Archive for September, 2012

Miss Peregrine, The Sequel

Thursday, September 20th, 2012

A sequel to the surprise hit, Miss Peregrine’s Home for Peculiar Children is now scheduled for publication on June 11, 2013. It is currently being called simply, the Untitled Miss Peregrine Sequel by Ransom Riggs,(9781594746123, 1594746125; $17.99; Quirk Books).

There’s been no news about the film version, however. In December, it was reported that Tim Burton was circling the project, but there’s been no information on whether he committed to it.

Crystal Ball: THE MIDDLESTEINS

Thursday, September 20th, 2012

In a season choked with books by big name authors, it’s difficult to break through at all, let alone achieve a hit, but The Middlesteins by Jami Attenberg, (Hachette/Grand Central, 10/23), the author’s third novel, has been called the “sleeper hit of the fall.” You can judge for yourself; e-galleys are available via NetGalley.

Hook: About a dysfunctional Jewish family in the Chicago suburbs, it’s been called  the “Jewish The Corrections.”

Cover Blurb: is by Franzen himself; “The Middlesteins had me from its very first pages, but it wasn’t until is final pages that I fully appreciated the range of Attenberg’s sympathy and the artistry of her storytelling.” Check out the distinctive cover (click on the image to enlarge it), which makes sly reference to one of the main character’s obsession with food.

Early Picks: On People‘s list of ten Hot Fall Titles and described as “The sleeper hit of the fall” on CBS This Morning‘s fall book roundup (9/17).

Starred Prepub ReviewsBooklist, Kirkus and PW all starred it.

Librarian interest: one of the picks at the BEA Librarians Shout ‘n’ Share, it has also been recommended on EarlyWord‘s GalleyChat.

Holds: Light in most areas, but it’s early.

Two New Stephen King Titles in 2013

Thursday, September 20th, 2012


Close on the heels of the announcement that Stephen King’s Dr. Sleep will be published on September 24, next year, comes the reveal of the cover art for another new King title, Joyland on the Entertainment Weekly Web site.

The publisher, Hard Case Crime is known for bringing crime novels from the ’40’s and ’50’s back to print in appropriately retro covers. They also publish a line of original titles (including an earlier title by King, Colorado Kid, 2005).

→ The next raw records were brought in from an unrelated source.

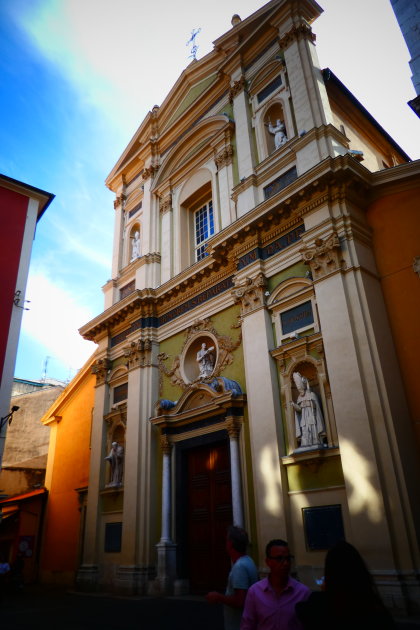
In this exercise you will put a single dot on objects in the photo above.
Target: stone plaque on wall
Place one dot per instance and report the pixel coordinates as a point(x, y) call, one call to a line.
point(323, 527)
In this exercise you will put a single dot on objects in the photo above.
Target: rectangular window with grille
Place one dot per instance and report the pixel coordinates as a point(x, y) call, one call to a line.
point(203, 229)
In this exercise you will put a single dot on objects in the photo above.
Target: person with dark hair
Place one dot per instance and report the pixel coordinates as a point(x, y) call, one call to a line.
point(349, 598)
point(270, 603)
point(242, 575)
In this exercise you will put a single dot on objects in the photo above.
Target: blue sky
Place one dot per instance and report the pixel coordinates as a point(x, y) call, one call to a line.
point(77, 78)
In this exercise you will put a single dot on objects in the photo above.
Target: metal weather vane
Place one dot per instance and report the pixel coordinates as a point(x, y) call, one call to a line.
point(194, 47)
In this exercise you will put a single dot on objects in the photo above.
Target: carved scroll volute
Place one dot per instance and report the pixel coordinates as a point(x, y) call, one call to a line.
point(233, 427)
point(324, 256)
point(224, 157)
point(101, 368)
point(165, 204)
point(237, 88)
point(250, 293)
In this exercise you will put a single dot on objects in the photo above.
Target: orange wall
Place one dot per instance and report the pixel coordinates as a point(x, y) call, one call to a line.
point(396, 223)
point(60, 556)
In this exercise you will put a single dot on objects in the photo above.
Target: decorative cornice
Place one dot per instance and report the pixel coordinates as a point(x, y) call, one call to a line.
point(139, 353)
point(324, 256)
point(330, 180)
point(250, 293)
point(224, 157)
point(237, 88)
point(301, 31)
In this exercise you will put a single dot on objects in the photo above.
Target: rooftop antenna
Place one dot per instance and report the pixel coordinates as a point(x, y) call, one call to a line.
point(194, 46)
point(44, 372)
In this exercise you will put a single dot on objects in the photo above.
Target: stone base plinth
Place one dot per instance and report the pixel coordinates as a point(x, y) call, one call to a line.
point(133, 580)
point(87, 578)
point(165, 579)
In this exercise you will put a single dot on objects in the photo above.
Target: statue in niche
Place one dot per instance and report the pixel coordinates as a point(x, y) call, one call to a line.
point(135, 246)
point(116, 460)
point(278, 131)
point(309, 420)
point(205, 360)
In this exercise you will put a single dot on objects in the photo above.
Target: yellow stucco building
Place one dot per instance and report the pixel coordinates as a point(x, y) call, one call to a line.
point(246, 371)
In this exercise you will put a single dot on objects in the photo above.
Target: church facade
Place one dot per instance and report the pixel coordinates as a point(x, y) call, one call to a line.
point(246, 368)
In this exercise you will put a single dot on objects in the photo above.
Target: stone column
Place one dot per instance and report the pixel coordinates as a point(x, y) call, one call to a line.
point(139, 479)
point(309, 96)
point(233, 429)
point(166, 238)
point(360, 361)
point(166, 491)
point(166, 549)
point(266, 433)
point(88, 573)
point(223, 161)
point(247, 198)
point(118, 247)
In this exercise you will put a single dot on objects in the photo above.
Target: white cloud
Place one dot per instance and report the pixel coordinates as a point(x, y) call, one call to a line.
point(53, 321)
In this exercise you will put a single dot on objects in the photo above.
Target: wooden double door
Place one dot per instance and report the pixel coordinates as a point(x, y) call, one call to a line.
point(208, 513)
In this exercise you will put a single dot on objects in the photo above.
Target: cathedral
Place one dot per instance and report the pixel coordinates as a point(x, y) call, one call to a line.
point(253, 364)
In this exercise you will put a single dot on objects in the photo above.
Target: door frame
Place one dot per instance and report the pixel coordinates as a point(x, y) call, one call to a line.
point(181, 492)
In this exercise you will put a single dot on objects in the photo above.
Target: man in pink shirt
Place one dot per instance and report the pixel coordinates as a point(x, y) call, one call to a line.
point(270, 603)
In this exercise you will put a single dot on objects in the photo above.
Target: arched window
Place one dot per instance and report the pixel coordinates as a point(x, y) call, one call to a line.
point(197, 217)
point(275, 127)
point(134, 243)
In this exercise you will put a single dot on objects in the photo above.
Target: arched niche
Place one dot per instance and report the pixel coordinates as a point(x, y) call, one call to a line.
point(134, 242)
point(190, 367)
point(275, 116)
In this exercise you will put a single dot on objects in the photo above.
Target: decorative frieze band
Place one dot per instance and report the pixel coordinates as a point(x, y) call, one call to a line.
point(224, 157)
point(150, 171)
point(324, 256)
point(297, 32)
point(250, 293)
point(237, 88)
point(139, 353)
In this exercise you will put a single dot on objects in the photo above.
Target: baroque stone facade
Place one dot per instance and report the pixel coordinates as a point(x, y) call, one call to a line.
point(258, 262)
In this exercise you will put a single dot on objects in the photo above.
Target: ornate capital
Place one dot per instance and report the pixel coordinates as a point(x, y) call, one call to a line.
point(165, 204)
point(150, 171)
point(324, 256)
point(119, 200)
point(101, 368)
point(139, 353)
point(165, 444)
point(224, 157)
point(300, 31)
point(250, 293)
point(237, 88)
point(233, 427)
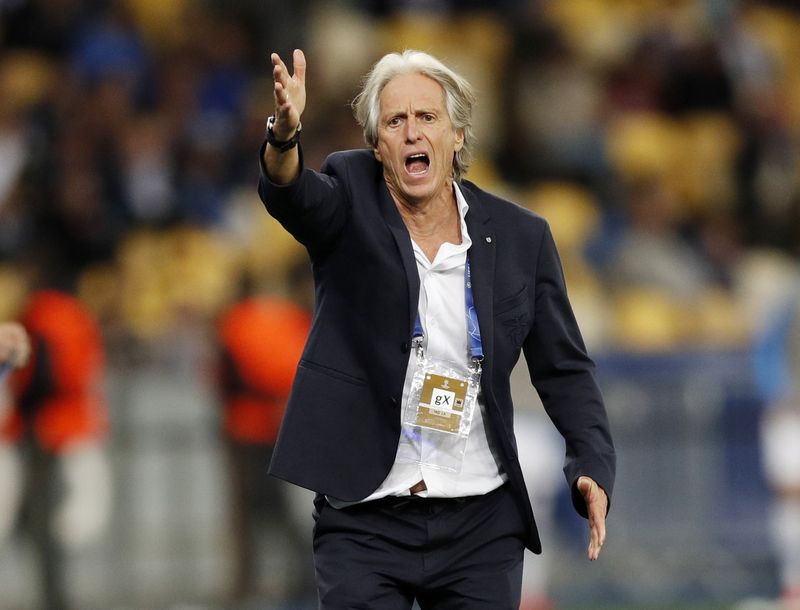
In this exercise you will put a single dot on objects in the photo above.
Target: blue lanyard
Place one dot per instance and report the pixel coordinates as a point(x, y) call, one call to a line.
point(473, 328)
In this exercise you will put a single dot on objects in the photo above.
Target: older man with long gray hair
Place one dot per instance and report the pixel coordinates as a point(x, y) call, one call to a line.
point(427, 290)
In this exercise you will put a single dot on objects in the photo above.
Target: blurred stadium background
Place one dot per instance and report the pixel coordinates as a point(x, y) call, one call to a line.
point(661, 139)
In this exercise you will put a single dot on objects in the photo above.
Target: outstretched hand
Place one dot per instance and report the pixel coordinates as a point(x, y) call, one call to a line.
point(290, 94)
point(596, 507)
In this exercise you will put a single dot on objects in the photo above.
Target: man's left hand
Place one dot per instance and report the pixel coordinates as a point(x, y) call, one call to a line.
point(596, 507)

Dr. Sleep, (S&S/Scribner) the sequel to The Shining, was originally set for release on Jan. 15. A new date of Sept. 24 was announced yesterday on King’s web site. We have contacted the publisher and are awaiting information on the new ISBN.

Justin Bieber’s Mom

Wednesday, September 19th, 2012

The subtitle of Pattie Mallette’s memoir, Nowhere But UpThe Story of Justin Bieber’s Mom (Baker Books) makes her celebrity status clear. Her early years were not easy, however. She suffered sexual abuse and turned to drugs and alcohol to try to heal the pain. At 17, she became pregnant and refused an abortion. She named her son Justin. His last name, Bieber, came from his father.

The author appeared on the Today Show this morning and the book is being covered by dozens of news sources, including the L.A. Times, USA Today and the Huffington Post.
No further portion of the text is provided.